Batman V Superman Is Better Than The Dark Knight

Having recently viewed (and enjoyed) Suicide Squad I thought I should give Batman V Superman another chance. It’s no joke that this movie has garnered a lot of hate since its debut this summer (featuring not one, but two Martha’s!) however with the release of the Ultimate Edition to somewhat positive response I thought – why not, let’s give it a go. Right off the bat I will say there is zero reason to buy into the R rated hype. We all know that Deadpool caused a wave of studio response across the board of obvious knee jerk reaction in terms of studio heads coming to the realization that, yes we do want R rated films. Sad to say you will not find that here. But, that aside, I’m not here to talk about the shortcomings of the movie. You have read a ton of articles and probably watched every YouTube video out there making fun of ‘that scene’ (WHY DID YOU SAY THAT NAME). However if you would for a moment, indulge me, while I mention why this film isn’t “that bad” but is rather quite enjoyable.

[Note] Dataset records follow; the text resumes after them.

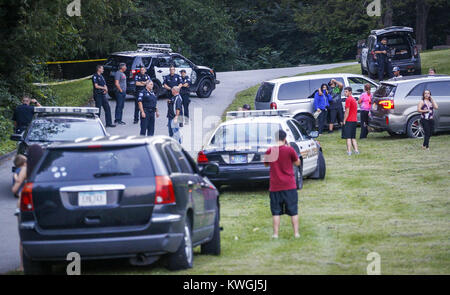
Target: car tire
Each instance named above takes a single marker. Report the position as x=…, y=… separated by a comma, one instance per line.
x=414, y=128
x=299, y=177
x=183, y=258
x=31, y=267
x=306, y=121
x=213, y=247
x=205, y=88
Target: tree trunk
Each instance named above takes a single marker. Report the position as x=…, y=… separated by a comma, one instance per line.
x=422, y=10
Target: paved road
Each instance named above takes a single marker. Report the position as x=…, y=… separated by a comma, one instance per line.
x=206, y=115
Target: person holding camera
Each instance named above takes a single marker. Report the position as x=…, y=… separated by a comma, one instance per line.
x=426, y=109
x=321, y=103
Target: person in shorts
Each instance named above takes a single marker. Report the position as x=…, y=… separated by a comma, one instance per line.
x=283, y=186
x=350, y=121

It’s better as a longer movie. All the scenes they cut out actually make the movie make a lot more sense. First is the obvious sub plot of Kahina Ziri played by Wunmi Mosaku. In the theatrical cut we see an interview with her on tv, and that’s it. In the Ultimate edition we follow her story – in fact part of this story is why Clark Kent goes to Gotham City (not to cover football as assigned by Perry White) to find that “The Batman” is now feared by the people he use to protect. This point is built upon in a few other scenes that leads to the initial confrontation that we all saw where he tells Batman “Next time they shine your light in the sky don’t go to it.”. In fact Lex Luthor actually arranges to have Kahina killed at the same time as the capitol explosion.



There are a lot of little scenes that go on like this, but one important deleted scene that was released to the public even before the film came out was the “communion scene”. It shows Lex Luthor being captured, but not before we see him being looked over by Steppenwolf holding three mother boxes – that we also get a glimpse of in the Justice League trailer. Again, even if you’re not familiar with DC lore, this makes the film – in context – make a lot more sense for the final scene with Lex and Batman when he foretells the coming. Instead of simply panning to a painting with no other reference to go off of, this sheds a hint of light of what’s to come in Justice League.

 Pictured: Not Thanos

Now here is why I feel this film fits, right now, better than the Nolan version of Batman. It’s no secret that Christian Bale was offered $50 million dollars to do Batman V Superman. I’m glad he didn’t take it. In Nolan’s world, he set up Batman to be ultra-realistic. There is no room to fit in metahumans. Scarecrow, Bane and the Joker could all exist in real life in the Batman that Nolan created. Ra’s Al Ghul doesn’t have the Lazarus Pit nor was Bane created by venom. In fact I have always asserted that The Dark Knight feels more like a mobster film that Batman just happens to be in. In Batman V Superman (and to an extent Suicide Squad) we are introduced to magic (Enchantress), metahumans (Superman, Flash, Aquaman, El Diablo etc.) characters that would never had existed inside the Nolan DC universe. So while some people may like Ledger’s Joker better, liking one character didn’t do the overall DC universe justice in terms of their plans for their franchise. It would be like me saying I like Gal Gado’s Wonder Woman the best and basing my entire judgment on Batman V Superman strictly on that.


So while it’s unfortunate that Batman V Superman had to be sacrificed for the sake of essentially retelling part of Batman’s origin, it’s better than the Nolan Films for the DC Extended universe in the long term. Hope remains for what they have shown releasing Justice League and Wonder Woman footage and it can only get better from here.


Point is, if you enjoyed Suicide Squad like I did give Batman V Superman a second chance but do so only though the Ultimate Edition.